Hauptmenü

13.05.2009

| 09/2009

Einsatz von Stimmzettelschablonen für Sehbehinderte

Repräsentative Wahlstatistik in 136 Wahlbezirken

Blinde und sehbehinderte Wählerinnen und Wähler können bei der Europawahl am 7. Juni 2009 wieder ohne Hilfe durch andere Personen von ihrem Wahlrecht Gebrauch machen.

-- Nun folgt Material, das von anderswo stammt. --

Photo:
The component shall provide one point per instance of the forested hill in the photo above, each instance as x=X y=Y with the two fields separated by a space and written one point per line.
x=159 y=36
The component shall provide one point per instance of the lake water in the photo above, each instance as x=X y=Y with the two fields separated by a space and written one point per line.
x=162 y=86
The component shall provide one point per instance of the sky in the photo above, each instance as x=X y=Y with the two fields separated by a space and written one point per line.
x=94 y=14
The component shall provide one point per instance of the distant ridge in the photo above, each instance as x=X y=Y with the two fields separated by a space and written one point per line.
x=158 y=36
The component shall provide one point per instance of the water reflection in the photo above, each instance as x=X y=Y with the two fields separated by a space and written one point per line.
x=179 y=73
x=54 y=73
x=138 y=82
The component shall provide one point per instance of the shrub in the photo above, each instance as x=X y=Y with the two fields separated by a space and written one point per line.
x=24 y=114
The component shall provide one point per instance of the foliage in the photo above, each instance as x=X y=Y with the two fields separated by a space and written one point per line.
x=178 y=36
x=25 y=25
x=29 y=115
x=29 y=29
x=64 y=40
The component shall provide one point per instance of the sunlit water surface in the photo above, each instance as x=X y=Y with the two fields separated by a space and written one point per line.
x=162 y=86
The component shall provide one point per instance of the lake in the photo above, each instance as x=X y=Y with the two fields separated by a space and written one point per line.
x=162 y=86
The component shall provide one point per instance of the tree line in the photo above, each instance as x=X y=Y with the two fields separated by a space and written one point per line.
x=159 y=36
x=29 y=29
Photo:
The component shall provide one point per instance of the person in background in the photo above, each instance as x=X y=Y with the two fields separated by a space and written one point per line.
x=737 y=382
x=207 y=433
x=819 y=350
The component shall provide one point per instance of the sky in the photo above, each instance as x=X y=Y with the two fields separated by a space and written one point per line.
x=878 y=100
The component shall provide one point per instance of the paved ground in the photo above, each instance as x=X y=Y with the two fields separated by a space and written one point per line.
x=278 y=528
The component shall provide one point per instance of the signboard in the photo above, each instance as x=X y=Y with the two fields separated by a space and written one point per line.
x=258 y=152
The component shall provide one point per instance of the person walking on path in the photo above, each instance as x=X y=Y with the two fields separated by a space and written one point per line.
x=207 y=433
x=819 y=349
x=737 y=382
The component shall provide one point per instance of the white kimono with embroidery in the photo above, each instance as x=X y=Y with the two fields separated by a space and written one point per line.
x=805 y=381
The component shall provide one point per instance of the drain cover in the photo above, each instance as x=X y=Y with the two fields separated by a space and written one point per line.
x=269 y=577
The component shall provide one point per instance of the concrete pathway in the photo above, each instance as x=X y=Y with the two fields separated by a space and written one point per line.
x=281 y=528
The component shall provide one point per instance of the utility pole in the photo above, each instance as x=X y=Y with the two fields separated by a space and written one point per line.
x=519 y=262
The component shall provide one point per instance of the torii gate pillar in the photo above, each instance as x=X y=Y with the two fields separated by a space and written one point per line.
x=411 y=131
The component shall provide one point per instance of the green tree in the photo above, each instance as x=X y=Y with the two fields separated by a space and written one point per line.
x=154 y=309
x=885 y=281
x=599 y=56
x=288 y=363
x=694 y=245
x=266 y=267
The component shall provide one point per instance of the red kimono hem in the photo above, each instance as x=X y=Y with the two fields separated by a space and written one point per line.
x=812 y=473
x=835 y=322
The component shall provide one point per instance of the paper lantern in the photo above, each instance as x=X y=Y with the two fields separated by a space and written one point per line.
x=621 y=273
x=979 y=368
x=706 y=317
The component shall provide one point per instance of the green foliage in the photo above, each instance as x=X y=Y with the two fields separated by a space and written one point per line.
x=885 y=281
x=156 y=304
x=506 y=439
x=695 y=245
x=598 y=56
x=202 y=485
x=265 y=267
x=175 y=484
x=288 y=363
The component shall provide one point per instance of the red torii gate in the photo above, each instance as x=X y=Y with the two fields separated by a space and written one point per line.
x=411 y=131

In Absprache mit dem Blinden- und Sehbehinderten-Verband Brandenburg wird eine Stimmzettelschablone hergestellt, die durch ein Begleitheft ergänzt wird, das in Großdruckschrift und Blindenschrift die Namen der einzelnen Parteien und anderen politischen Vereinigungen sowie deren auf dem Stimmzettel angegebenen bis zu ersten zehn Bewerber enthält.

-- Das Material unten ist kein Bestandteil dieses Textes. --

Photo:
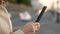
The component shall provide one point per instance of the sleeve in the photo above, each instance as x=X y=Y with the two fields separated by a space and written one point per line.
x=18 y=32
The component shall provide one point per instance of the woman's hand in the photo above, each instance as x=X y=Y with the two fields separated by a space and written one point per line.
x=30 y=28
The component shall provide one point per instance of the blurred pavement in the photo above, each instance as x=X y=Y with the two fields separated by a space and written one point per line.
x=48 y=24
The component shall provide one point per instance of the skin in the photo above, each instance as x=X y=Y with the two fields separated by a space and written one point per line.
x=31 y=27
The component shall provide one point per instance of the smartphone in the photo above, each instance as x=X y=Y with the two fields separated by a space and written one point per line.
x=40 y=15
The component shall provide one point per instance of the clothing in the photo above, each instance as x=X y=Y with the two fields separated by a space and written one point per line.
x=5 y=23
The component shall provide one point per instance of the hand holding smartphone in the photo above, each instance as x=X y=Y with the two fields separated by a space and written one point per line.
x=40 y=15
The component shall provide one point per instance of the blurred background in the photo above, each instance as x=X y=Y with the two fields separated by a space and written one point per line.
x=23 y=11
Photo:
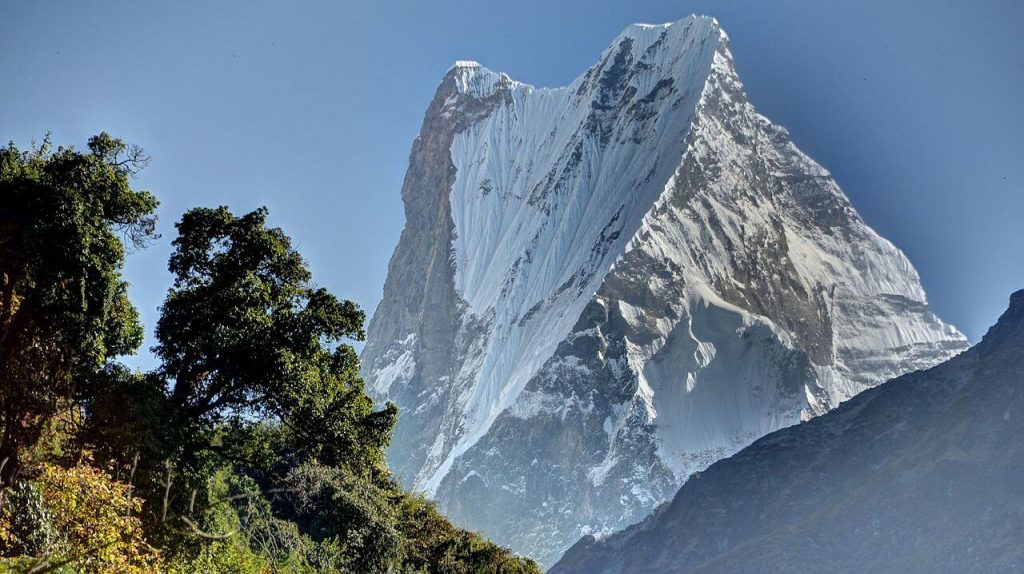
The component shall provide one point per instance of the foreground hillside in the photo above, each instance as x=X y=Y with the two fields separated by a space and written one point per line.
x=250 y=448
x=923 y=474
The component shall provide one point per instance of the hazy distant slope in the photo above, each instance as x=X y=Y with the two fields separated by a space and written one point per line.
x=923 y=474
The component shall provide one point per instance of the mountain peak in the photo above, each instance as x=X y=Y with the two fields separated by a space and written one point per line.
x=606 y=287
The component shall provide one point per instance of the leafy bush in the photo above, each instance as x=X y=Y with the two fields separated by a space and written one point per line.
x=94 y=518
x=26 y=522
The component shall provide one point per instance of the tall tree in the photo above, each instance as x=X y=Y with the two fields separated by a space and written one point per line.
x=65 y=220
x=244 y=335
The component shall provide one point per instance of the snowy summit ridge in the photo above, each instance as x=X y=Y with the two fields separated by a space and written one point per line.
x=606 y=287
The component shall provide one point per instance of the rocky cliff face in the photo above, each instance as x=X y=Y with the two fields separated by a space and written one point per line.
x=604 y=288
x=922 y=474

Die Stimmzettelschablonen sind entsprechend den Vorgaben des Bundeswahlleiters zur Herstellung der Stimmzettel zur Europawahl einheitlich gestaltet. Zur Orientierung der Blinden und Sehbehinderten beim Einsatz der Schablonen wurde die Ecke am oberen rechten Stimmzettelrand gekappt. Dieses lässt keinerlei Rückschlüsse auf das einzelne Wahlverhalten der Wähler zu. Damit wird jedoch allen Sehbehinderten die Möglichkeit zur eigenständigen und geheimen Wahl gegeben. Angefordert werden können die Stimmzettelschablonen gemeinsam mit dem Begleitheft beim Blinden- und Sehbehinderten-Verband Brandenburg, Tel. 0355/7293975, Fax 0355/7293974, E-Mail bsvb@bsvb.de. Der Bezug ist kostenlos.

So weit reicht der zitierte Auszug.